Given a sample $ X_1,X_2 \dots X_{100}$ and the density function $ f(x;\theta) = \frac{1}{\pi \cdot \left(1+\left(x-\theta \right)^2\right)}$ , find an approximate solution for $\hat{\theta}_{MLE.}$
My attempt:
I have found the joint likelihood $L(\theta;x_1,x_2\dots x_{100}) = \prod _{i=1}^{100}\left(\frac{1}{\pi \cdot \left(1+\left(x_i-\theta \right)^2\right)}\right)\:$
$l$ = $\log(L) = -100*\ln(\pi)-\sum^{100}_{i=1}(\ln(1+(x-\theta)^2)$.
I'm not sure of this step
$\frac{\partial }{\partial \theta}\left(\log(L)\right) = \sum_{i=1}^{100}(\frac{2(x_i-\theta)}{1+(x_i-\theta)^2}$
then I used Newton's method to find the maxima.

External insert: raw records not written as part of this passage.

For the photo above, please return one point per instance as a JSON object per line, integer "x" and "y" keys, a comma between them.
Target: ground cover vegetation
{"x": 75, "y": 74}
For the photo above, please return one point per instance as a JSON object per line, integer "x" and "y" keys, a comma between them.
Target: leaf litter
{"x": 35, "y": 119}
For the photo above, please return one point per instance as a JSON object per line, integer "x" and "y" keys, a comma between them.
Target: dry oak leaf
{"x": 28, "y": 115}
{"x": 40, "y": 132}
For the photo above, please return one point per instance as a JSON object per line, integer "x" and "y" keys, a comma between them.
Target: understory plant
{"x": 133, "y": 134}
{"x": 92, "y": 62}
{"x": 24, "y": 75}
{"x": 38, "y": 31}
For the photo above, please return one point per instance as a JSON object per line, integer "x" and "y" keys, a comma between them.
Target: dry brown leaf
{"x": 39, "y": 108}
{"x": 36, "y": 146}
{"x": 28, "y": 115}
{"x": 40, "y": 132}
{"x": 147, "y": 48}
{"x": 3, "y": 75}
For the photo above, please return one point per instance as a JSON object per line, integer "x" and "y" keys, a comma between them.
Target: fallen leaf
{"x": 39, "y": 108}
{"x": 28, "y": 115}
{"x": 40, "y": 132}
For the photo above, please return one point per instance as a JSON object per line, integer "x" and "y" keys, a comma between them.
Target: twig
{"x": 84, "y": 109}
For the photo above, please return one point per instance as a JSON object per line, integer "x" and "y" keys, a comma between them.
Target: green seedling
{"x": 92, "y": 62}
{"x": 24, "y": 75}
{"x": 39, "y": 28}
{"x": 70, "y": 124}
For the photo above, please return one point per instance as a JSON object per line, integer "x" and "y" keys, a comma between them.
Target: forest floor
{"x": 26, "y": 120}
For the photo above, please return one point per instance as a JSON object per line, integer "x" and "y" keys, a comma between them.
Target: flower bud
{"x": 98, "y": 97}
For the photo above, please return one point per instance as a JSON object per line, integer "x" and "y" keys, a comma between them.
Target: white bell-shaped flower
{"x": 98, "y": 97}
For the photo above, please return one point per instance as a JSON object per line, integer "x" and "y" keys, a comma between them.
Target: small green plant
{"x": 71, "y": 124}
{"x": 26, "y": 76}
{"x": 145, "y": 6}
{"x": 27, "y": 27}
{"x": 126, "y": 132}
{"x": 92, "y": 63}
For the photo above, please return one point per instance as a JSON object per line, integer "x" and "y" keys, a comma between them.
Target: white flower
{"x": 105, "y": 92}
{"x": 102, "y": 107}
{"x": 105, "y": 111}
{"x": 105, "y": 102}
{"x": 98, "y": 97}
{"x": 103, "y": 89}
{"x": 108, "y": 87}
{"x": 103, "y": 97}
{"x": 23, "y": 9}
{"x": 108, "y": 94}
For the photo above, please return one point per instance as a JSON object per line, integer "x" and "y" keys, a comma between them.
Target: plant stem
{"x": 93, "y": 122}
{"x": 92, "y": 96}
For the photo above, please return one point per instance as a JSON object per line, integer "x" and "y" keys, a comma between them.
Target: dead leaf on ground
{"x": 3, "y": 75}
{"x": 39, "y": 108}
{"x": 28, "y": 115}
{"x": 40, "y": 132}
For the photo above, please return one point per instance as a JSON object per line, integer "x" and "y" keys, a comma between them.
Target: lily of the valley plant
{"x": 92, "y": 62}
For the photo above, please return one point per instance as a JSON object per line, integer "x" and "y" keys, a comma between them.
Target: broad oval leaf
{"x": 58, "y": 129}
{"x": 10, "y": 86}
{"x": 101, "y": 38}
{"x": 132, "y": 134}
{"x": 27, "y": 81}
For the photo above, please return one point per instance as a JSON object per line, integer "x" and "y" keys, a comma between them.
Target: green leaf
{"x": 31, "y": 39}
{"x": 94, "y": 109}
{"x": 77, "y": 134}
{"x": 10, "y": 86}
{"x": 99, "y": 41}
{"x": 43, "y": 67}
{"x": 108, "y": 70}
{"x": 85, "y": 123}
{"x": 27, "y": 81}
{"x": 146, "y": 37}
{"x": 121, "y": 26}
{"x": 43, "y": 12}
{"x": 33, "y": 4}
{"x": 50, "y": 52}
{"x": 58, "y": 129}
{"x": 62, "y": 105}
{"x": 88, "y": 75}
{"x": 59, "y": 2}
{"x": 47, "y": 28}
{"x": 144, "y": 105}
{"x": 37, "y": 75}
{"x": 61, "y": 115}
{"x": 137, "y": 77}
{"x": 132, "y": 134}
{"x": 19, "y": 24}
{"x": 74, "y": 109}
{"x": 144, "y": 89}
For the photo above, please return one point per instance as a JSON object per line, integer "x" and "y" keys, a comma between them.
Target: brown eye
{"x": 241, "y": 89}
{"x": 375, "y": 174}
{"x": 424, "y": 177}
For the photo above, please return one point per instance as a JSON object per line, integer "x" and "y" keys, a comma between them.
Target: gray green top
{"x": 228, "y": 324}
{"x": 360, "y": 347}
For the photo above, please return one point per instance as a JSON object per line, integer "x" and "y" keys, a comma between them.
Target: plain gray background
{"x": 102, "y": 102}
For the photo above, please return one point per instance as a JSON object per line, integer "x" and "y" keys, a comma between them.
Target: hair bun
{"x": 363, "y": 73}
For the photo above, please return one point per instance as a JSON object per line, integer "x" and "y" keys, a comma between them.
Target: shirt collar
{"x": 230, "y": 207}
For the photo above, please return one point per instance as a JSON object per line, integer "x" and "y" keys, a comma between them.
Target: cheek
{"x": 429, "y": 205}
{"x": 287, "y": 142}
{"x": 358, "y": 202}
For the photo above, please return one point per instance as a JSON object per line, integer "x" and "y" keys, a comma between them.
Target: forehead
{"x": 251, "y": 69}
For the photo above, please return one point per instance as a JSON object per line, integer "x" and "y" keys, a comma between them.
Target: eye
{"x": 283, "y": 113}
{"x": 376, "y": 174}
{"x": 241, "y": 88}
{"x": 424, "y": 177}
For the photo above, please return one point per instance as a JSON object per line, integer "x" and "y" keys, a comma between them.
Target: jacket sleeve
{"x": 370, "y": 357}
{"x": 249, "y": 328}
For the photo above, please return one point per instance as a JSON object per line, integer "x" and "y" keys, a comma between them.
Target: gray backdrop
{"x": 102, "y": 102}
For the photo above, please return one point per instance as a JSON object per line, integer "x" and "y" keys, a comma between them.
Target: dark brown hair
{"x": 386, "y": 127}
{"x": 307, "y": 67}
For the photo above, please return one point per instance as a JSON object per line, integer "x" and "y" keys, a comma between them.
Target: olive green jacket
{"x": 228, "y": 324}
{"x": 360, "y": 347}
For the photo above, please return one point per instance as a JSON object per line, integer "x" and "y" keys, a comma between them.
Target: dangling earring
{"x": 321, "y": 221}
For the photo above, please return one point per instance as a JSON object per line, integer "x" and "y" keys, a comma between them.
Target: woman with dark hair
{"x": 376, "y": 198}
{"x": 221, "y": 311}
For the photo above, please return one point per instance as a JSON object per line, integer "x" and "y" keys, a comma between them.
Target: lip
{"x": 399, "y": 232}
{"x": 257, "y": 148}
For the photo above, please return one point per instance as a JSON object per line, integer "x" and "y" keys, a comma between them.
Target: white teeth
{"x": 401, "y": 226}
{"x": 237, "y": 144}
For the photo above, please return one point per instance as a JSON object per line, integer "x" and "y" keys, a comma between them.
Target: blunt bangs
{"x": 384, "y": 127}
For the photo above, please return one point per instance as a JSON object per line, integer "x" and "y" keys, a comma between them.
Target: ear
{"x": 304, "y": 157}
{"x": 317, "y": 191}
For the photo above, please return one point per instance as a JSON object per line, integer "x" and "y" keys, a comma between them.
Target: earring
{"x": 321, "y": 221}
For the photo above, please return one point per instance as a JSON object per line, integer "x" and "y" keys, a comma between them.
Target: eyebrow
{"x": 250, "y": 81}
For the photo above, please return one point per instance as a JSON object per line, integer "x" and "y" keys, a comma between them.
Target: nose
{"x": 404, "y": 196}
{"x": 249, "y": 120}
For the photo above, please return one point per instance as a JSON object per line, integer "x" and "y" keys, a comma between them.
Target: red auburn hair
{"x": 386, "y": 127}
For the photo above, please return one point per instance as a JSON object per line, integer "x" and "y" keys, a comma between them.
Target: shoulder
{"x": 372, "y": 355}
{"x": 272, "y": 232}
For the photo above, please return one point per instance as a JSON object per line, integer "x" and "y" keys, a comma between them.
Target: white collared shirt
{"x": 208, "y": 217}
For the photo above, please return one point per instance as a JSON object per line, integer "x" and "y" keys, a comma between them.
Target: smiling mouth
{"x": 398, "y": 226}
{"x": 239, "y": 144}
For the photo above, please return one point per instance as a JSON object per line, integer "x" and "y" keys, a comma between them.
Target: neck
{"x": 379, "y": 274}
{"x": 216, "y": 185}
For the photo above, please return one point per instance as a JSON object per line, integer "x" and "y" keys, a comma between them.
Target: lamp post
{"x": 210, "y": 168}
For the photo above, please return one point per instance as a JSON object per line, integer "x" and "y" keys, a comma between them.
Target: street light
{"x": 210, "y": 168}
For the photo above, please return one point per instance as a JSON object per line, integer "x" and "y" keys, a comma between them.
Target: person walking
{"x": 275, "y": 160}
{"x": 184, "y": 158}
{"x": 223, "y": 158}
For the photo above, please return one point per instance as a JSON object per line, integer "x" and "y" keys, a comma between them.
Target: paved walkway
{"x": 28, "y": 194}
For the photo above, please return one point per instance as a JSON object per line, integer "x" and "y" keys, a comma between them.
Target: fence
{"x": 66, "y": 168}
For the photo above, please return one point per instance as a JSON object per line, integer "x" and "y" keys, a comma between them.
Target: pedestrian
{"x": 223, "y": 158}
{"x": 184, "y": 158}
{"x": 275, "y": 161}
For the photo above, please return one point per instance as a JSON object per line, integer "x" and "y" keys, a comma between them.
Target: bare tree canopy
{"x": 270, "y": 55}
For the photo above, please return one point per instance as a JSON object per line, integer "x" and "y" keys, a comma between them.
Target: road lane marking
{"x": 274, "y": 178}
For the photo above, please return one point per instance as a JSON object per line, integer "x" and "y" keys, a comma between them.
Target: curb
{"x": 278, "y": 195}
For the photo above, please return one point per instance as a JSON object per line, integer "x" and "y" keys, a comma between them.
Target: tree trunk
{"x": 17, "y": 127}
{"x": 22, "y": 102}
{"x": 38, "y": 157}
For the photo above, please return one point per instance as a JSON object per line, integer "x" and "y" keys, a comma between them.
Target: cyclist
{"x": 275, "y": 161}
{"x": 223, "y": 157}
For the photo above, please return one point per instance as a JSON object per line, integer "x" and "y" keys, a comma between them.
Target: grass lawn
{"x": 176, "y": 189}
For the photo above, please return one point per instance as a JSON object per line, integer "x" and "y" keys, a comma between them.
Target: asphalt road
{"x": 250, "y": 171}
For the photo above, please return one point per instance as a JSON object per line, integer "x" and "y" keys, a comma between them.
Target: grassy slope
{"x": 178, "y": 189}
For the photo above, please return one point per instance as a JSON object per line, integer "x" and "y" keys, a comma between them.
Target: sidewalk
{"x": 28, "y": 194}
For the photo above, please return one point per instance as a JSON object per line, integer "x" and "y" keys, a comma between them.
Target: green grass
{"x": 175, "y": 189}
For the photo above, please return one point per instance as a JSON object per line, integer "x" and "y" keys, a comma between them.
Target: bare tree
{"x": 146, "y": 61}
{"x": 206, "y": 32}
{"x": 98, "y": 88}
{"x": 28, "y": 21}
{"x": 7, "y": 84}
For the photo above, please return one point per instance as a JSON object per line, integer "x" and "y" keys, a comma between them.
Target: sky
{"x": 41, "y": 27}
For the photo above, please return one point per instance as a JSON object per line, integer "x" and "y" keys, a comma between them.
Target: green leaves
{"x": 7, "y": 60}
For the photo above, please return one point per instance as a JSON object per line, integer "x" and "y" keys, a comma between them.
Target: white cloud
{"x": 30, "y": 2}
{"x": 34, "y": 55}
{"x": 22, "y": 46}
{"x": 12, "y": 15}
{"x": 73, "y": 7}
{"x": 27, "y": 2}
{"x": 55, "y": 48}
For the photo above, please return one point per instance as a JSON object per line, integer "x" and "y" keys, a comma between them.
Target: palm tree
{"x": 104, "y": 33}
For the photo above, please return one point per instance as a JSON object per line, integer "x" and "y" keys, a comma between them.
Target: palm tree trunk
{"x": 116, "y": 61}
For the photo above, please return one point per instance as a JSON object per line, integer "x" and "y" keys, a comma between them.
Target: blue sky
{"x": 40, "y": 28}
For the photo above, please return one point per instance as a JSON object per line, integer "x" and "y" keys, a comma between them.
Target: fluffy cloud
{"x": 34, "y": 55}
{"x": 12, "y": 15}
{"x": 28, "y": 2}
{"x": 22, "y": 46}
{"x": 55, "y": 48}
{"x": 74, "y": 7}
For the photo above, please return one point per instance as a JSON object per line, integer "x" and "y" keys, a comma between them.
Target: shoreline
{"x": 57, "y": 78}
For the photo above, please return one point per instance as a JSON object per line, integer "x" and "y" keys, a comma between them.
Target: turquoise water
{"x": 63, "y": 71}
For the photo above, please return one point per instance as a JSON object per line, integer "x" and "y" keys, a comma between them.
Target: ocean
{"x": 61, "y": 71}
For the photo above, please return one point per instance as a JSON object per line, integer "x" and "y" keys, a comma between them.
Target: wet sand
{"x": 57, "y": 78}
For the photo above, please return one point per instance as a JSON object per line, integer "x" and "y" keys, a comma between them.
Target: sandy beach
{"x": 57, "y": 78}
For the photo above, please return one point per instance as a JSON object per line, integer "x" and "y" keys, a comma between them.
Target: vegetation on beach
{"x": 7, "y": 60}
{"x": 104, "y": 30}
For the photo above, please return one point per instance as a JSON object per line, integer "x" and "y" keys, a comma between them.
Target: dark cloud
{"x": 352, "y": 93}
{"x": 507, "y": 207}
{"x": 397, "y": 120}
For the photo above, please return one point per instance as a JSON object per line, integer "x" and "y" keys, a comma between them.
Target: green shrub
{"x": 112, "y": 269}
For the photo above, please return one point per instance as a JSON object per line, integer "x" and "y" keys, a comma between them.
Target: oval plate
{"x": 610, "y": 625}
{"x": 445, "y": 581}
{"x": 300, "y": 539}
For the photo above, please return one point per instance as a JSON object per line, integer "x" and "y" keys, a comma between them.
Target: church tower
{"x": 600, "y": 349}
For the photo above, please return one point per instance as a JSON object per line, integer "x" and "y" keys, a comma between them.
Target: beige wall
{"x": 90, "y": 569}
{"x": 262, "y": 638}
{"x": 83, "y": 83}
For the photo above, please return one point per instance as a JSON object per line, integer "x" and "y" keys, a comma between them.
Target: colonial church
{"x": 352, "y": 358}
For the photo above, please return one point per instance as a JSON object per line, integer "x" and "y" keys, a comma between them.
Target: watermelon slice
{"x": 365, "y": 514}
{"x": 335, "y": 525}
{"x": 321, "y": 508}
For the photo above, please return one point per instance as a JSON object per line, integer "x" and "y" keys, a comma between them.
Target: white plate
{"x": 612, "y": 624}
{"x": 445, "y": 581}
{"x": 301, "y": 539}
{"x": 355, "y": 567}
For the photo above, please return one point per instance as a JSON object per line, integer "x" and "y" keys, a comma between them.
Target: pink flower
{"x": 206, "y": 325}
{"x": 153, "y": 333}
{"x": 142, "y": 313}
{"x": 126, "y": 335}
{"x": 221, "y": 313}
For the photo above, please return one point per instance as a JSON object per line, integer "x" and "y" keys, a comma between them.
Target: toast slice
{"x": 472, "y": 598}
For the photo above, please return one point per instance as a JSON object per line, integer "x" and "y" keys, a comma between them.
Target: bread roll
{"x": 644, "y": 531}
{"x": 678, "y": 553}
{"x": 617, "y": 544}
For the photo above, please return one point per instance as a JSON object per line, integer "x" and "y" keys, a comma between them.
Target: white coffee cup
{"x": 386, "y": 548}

this is the script I used to calculate the maxima
#deravitive of log(L).
fun1 <- function(theta){
y1 <- 0
for(i in 1:length(x)){
y1 <- y1 + (2*(theta-x[i]))/(1+(x[i]-theta)^2)
}
return(y1)
}
#derivative of fun1.
fun1.tag <- function(theta){
y <- 0
for(i in 1:length(x)){
y <- 2(theta^2+(x[i]^2)-20x[i]-1)/((1+(x[i]-theta)^2)^2)
}
return(y)
}
The Newton's method.
guess <- function(theta_guess){
theta2 <- theta_guess - fun1(theta_guess)/fun1.tag(theta_guess)
return(theta2)
}
theta1 <- median(data$x)
epsilon <- 1
theta_before <- 0
while(epsilon >0.0001){
theta1 <- guess(theta1)
epsilon <- (theta_before- theta1)^2
theta_before <- theta1
}
What I got was $\hat{\theta}_{MLE} = 5.166$
I'm now trying to plot the data(in my case x) and check if $\hat{\theta}_{MLE} = 5.166$ is actually a maxima.